In a previous post we described a simple method to convert an arbitrary set of feature words, a movie, into a fixed representation. We trained an embedding of all those words which are then averaged to get the final representation of a movie. The training was done by modeling the relation of words as a graph. The learned embedding worked very good despite the fact that the model was quite simple.
Very recently, some researchers came up with a clever idea [arxiv:1602.01137] that is based on the continuous bag-of-words (CBOW) method to match a query with documents. The idea of CBOW is to average the embedding of context words to predict the “center” word. For that, words from the “past” and the “future” are used, but because of the averaging, the actual order of the context words is not important. The novelty is that they use the hidden-to-output weight matrix, W_out, that is usually discarded right after the training. It should be noted that the original approach is used in the domain of text documents which is only distantly related to our problem, but the idea is still useful for our movie domain.
Now, it is time to talk about movies. But first, a quick reminder: A movie is represented by a set of words that somehow describes the content of a movie. All words have a frequency of one and usually very few words are used to describe a movie. Therefore, we need to clarify how to train a CBOW model with this kind of data. Let’s start with a context size of C=2 which means, all movies need to have at least 3 words, C + 1, to predict. For example, if a movie is represented by
– cowboy, law, gunfighter, bad-guy, revenge
we need to sample the word to predict, w=cowboy for instance, and the context, which could be c=(gunfighter, revenge). That means, given the words in c, we wish to maximize the probability to predict the word w and the order of the words in c does not matter.

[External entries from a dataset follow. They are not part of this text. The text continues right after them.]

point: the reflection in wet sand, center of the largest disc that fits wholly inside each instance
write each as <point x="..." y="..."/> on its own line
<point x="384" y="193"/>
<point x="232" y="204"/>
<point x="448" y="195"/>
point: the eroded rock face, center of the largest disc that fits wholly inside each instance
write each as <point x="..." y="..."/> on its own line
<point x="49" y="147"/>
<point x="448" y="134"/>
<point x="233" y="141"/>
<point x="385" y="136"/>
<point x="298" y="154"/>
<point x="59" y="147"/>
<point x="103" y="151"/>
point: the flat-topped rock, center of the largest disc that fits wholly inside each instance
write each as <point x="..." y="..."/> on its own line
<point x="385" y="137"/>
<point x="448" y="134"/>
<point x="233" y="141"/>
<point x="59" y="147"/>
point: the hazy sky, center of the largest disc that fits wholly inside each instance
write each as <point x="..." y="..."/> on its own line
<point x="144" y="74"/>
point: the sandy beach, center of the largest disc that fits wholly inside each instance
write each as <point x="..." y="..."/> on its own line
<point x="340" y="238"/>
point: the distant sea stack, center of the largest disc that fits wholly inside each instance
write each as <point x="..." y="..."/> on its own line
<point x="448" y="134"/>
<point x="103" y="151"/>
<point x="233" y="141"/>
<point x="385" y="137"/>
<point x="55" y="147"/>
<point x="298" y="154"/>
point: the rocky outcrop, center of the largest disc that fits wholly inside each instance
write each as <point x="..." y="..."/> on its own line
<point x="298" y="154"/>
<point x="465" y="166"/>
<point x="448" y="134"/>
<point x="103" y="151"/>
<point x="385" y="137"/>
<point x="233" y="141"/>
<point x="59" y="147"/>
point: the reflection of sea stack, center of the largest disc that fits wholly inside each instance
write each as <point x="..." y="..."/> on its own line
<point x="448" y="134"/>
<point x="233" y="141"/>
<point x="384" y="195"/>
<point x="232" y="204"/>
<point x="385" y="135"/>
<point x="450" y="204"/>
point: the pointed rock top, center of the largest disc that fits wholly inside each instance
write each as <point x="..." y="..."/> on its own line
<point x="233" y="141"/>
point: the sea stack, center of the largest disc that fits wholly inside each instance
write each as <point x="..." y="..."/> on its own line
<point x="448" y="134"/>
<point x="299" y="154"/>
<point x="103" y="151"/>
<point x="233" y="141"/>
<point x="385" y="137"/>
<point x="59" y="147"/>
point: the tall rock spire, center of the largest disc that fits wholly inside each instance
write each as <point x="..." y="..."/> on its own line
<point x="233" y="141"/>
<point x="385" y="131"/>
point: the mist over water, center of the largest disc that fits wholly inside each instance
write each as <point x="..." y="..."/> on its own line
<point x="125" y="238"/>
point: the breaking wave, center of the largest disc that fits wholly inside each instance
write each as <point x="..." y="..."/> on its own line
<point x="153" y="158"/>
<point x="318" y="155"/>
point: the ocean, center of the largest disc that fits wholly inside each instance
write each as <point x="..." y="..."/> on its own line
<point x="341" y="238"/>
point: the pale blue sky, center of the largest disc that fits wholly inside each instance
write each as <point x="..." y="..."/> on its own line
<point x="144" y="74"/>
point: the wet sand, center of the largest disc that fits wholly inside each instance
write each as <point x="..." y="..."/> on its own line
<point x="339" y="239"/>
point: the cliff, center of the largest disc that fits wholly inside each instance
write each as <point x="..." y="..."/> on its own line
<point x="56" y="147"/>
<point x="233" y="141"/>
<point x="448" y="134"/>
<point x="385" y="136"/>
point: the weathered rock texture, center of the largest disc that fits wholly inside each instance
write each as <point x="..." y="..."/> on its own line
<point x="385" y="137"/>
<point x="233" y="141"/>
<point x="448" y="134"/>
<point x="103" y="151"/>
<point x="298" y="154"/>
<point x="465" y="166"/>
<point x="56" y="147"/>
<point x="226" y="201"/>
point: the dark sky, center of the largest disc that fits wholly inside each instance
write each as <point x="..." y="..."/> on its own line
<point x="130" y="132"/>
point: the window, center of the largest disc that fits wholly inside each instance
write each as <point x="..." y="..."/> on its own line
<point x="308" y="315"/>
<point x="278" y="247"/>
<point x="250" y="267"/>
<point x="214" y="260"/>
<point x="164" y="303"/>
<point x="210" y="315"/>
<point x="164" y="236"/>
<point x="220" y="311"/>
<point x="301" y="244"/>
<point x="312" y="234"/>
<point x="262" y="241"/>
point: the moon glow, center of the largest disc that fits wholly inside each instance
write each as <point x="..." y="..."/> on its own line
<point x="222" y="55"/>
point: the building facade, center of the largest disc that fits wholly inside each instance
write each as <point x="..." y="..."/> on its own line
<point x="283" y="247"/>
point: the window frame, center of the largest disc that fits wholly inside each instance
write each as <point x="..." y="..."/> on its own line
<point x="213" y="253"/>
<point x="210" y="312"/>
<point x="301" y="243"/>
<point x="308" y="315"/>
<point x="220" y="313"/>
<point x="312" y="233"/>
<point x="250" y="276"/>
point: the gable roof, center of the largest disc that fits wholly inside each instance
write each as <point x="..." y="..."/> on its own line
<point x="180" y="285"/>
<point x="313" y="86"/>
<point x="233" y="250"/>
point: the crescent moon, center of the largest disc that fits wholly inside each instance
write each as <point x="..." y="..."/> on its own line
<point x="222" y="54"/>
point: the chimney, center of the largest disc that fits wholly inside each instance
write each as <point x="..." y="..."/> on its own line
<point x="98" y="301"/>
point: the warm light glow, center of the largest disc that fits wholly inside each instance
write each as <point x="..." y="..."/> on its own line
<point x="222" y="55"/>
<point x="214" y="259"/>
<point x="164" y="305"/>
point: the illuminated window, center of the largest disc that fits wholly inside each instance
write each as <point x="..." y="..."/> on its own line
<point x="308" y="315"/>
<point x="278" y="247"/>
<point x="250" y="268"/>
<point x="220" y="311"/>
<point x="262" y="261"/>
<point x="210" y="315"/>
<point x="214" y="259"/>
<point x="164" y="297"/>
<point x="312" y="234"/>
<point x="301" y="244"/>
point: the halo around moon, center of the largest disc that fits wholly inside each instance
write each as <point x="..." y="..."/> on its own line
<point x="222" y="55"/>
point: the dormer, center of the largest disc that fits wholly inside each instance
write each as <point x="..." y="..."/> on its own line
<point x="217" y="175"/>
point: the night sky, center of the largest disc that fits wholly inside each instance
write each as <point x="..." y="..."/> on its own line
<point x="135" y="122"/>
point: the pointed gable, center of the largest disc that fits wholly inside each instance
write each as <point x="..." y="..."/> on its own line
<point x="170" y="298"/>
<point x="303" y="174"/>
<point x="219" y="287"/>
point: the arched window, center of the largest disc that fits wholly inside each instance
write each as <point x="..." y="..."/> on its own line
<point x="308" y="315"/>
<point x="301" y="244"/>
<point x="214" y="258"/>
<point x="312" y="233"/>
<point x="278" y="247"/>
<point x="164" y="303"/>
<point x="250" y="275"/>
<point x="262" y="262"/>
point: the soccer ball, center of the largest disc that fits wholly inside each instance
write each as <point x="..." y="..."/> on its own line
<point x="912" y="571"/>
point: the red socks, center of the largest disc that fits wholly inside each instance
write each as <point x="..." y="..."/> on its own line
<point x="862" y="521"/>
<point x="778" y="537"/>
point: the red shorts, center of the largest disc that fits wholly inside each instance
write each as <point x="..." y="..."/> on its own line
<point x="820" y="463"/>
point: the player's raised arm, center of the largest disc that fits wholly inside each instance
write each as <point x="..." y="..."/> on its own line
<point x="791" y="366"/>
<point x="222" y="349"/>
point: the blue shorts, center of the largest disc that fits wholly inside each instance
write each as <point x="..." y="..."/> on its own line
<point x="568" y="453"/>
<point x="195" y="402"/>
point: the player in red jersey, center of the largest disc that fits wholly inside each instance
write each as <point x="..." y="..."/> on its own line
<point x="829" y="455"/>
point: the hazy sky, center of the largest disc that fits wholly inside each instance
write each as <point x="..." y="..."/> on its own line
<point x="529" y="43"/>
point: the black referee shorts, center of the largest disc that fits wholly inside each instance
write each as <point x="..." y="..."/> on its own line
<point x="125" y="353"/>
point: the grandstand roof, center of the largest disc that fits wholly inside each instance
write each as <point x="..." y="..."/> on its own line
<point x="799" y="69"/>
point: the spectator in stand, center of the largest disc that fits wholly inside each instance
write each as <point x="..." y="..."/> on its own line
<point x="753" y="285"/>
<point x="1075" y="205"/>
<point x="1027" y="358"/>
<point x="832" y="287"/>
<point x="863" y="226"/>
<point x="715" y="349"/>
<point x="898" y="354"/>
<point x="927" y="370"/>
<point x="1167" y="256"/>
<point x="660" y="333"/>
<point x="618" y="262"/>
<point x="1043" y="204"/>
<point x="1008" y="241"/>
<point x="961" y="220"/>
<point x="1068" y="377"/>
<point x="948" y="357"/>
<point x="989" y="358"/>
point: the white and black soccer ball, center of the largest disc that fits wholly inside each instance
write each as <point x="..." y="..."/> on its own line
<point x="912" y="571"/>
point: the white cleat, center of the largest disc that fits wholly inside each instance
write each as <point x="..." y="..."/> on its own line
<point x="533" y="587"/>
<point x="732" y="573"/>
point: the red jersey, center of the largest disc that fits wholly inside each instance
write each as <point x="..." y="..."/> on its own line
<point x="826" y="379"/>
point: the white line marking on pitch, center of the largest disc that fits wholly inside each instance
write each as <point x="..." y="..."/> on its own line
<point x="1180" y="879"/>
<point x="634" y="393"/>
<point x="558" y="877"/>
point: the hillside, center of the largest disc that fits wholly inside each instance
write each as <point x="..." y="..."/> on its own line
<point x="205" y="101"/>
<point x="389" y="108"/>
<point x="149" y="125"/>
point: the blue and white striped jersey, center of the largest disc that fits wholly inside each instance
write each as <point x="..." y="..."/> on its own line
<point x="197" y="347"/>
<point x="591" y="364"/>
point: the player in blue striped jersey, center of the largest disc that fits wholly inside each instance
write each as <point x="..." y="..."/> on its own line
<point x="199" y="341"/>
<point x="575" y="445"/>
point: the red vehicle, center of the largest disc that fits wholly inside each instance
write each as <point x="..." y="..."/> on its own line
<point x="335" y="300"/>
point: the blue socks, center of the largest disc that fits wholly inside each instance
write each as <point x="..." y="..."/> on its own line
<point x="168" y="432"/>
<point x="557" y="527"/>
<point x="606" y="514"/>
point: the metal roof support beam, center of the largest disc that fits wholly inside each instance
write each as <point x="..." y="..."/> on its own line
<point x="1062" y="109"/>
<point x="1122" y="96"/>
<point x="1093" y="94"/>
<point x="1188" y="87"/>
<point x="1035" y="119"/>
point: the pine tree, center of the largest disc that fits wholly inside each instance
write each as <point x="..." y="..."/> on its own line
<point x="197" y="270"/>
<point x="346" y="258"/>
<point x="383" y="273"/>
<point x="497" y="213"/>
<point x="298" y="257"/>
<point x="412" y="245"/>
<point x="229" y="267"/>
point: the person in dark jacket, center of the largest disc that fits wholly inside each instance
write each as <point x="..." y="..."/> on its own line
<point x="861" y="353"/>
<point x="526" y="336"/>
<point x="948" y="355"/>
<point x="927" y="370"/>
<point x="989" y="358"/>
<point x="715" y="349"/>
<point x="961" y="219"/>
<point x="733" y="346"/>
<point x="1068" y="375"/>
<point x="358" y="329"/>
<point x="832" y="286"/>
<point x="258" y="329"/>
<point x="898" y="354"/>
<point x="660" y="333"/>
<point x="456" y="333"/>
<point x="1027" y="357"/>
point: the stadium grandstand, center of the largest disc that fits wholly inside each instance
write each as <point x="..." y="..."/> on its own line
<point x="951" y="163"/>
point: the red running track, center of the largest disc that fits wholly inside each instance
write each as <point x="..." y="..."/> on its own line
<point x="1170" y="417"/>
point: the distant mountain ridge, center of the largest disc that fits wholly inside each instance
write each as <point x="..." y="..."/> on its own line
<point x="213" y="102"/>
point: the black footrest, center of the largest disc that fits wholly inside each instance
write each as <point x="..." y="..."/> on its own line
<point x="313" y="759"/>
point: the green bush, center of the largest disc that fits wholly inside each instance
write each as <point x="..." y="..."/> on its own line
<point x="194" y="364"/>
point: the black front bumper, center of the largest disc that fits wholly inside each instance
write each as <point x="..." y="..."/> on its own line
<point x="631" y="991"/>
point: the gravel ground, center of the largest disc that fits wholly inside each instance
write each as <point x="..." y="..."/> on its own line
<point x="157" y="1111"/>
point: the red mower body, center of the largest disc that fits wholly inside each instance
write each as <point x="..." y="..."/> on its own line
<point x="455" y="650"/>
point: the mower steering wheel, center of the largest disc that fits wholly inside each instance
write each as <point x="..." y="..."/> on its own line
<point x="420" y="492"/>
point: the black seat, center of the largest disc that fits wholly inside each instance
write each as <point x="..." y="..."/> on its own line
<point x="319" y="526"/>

A central idea of [arxiv:1602.01137] is to differ between the two cases, where a document just mentions a specific word and the document is actually about the word. In our case, with very short feature vectors and no term frequency, this is not really applicable, but W_out is nevertheless very useful to better utilize the context of words. To be more specific, let us consider the two matrices W, for the input embedding and W_out for the “output” embedding. The paper used the words “typical” for W and “topical” for W_out. For instance, if the word is the name of a university, like “nyu”, and we use W to find the nearest neighbors, we usually find other universities, like “stanford” or “yale”. However, if we use W_out, we expect words that co-occur frequently with a university, like “department” or “faculty” or “graduate”.
In case of movies, with a very limited vocabulary, it is not obvious what typical and topical really means. For instance, if the input word is “(police-)officer”, we would expect “cop” or “detective” to be typical and words like “underworld”, “crime” or “gang” topical, but since there is no empirical data, the interpretation is very blurry. However, the experiments we did so far, backup the theory.
Bottom line, we decided to try CBOW because it is fast and agnostic to the order of the context words and with the evidence from the paper, it seems more appropriate for us to use W_out to model whole movie vectors and because the experiments so far confirmed our intuition, we plan to continue this path.